15. An article of manufacture comprising:

a computer storage medium having a computer program encoded therein code for determining, as a function of a throttle plate position signal produced by a throttle plate position sensor and air flow to the engine, whether the air filter is in need of maintenance.

16. The article of manufacture recited in claim 15 including code for determining air filter maintenance as a function of the throttle plate position signal and a signal produced by an manifold absolute pressure sensor.

17. The article of manufacture recited in claim 16 including code for determining air filter maintenance as a function a signal indicative of engine speed and the throttle plate position signal to determining an expected air flow, and a difference between the determined expected air flow and a signal produced by an mass air flow sensor.

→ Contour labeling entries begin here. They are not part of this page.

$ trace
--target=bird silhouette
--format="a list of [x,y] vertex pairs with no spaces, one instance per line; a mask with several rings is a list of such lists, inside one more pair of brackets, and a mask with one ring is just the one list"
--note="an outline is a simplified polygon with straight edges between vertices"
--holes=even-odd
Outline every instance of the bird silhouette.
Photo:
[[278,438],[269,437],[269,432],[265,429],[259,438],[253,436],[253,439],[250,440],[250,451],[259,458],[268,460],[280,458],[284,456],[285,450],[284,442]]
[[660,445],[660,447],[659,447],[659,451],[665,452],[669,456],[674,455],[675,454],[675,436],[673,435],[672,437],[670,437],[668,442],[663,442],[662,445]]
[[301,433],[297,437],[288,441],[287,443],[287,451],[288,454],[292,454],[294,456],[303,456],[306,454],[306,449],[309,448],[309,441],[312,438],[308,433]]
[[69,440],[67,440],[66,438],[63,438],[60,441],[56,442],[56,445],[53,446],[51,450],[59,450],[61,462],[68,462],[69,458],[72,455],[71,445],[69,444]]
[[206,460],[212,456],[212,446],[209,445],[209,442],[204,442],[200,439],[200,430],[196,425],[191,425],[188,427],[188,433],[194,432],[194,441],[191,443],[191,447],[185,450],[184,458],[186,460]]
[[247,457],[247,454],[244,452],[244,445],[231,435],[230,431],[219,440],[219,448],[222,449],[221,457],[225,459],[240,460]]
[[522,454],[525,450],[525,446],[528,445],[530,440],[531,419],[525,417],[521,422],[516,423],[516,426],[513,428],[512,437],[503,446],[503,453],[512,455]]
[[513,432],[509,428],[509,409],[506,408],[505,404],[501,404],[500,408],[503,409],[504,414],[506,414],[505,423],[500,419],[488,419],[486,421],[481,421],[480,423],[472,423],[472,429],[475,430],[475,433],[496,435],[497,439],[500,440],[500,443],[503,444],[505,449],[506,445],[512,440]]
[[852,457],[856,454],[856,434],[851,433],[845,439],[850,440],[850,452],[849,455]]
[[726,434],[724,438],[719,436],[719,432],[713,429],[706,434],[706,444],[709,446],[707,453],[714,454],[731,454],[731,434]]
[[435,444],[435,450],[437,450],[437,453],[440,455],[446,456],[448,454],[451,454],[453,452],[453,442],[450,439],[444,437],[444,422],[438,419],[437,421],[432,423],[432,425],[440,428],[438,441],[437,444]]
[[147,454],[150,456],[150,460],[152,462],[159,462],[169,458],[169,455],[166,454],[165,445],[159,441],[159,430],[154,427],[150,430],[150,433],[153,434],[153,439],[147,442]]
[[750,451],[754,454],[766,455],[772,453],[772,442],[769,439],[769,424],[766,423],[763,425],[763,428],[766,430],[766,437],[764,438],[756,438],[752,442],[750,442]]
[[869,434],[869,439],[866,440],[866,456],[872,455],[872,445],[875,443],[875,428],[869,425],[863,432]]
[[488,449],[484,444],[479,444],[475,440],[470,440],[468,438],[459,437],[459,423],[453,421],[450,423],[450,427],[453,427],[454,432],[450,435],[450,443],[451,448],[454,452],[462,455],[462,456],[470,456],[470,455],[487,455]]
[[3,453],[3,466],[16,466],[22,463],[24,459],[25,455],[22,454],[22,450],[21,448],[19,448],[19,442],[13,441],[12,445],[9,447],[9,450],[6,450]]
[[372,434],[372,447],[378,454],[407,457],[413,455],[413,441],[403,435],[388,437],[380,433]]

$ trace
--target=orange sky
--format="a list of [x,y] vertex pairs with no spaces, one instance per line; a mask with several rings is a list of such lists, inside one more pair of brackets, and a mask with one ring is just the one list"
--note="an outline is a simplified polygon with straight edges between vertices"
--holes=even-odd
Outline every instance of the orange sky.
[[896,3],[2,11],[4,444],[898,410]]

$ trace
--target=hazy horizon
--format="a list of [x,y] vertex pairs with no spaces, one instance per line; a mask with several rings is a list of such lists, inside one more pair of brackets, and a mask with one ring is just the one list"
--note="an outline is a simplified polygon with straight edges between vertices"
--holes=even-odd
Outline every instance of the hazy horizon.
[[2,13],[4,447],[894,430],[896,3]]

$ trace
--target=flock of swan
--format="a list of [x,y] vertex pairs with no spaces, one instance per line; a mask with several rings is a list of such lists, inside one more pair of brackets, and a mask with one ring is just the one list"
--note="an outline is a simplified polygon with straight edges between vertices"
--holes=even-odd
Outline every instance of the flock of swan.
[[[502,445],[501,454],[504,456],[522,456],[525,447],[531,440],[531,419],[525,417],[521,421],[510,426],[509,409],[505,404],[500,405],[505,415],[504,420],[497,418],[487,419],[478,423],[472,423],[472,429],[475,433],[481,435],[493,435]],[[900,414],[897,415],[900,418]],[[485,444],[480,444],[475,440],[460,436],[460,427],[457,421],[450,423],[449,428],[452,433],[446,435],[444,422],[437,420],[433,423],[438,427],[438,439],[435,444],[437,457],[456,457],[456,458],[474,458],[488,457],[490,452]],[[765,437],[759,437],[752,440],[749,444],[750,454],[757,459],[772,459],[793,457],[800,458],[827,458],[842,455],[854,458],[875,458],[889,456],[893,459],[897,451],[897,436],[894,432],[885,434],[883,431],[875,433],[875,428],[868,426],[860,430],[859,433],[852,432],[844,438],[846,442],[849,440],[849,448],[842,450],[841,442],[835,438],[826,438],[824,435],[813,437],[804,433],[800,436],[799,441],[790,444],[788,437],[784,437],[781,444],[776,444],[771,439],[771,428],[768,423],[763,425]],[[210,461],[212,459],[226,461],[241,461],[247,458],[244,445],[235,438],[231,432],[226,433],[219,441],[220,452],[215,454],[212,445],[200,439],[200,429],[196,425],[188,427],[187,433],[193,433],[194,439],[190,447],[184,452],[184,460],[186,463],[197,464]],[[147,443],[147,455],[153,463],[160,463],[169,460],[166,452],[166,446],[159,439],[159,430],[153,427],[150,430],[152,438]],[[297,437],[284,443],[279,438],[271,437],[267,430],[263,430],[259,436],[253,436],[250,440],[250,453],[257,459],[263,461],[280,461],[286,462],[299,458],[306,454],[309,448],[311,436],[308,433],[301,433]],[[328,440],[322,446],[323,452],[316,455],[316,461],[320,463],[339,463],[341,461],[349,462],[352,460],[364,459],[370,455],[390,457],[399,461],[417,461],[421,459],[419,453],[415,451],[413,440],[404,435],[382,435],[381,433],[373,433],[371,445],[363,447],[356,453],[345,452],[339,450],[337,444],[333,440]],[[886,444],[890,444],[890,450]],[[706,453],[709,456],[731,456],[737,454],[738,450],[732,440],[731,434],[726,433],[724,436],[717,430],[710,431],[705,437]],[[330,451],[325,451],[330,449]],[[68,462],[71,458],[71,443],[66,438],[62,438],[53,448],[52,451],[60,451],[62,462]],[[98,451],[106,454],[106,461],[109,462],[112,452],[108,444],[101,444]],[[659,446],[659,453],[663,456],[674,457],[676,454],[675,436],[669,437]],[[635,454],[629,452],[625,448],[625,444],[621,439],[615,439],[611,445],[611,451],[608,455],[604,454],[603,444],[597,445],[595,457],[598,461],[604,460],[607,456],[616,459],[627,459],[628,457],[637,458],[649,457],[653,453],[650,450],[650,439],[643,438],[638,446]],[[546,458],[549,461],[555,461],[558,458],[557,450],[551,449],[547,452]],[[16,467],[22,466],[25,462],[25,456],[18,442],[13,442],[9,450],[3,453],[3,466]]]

18. The article of manufacture recited in claim 17 including code for detennining a difference between a first reading of a manifold absolute pressure sensor taken at a first time and at a second reading of the manifold absolute pressure sensor taken at a second time.

19. The article of manufacture recited in claim 18 wherein the first reading is representative of barometric pressure.

20. The article of manufacture recited in claim 19 wherein the first reading is taken at engine power-up.

21. The article of manufacture recited in claim 18 wherein the computer storage medium is a semiconductor chip.

22. The article of manufacture recited in claim 17 wherein the computer storage medium is a semiconductor chip.

23. The article of manufacture recited in claim 16 wherein the computer storage medium is a semiconductor chip.

24. The article of manufacture recited in claim 15 wherein the computer storage medium is a semiconductor chip.

25. An article of manufacture comprising:

a computer storage medium having a computer program encoded therein code for determining, as a function an obtaining first reading of a manifold absolute pressure sensor at a first time and at a second reading of the manifold absolute pressure sensor taken at a second time and a function of a difference between such first and second readings and a measure of air flow to the engine whether the air filter is in need of maintenance.

26. The article of manufacture recited in claim 25 wherein the first reading is representative of barometric pressure.

27. The article of manufacture claim 26 wherein the first reading is taken at engine power-up.

28. The article of manufacture recited in claim 25 wherein the computer storage medium is a semiconductor chip.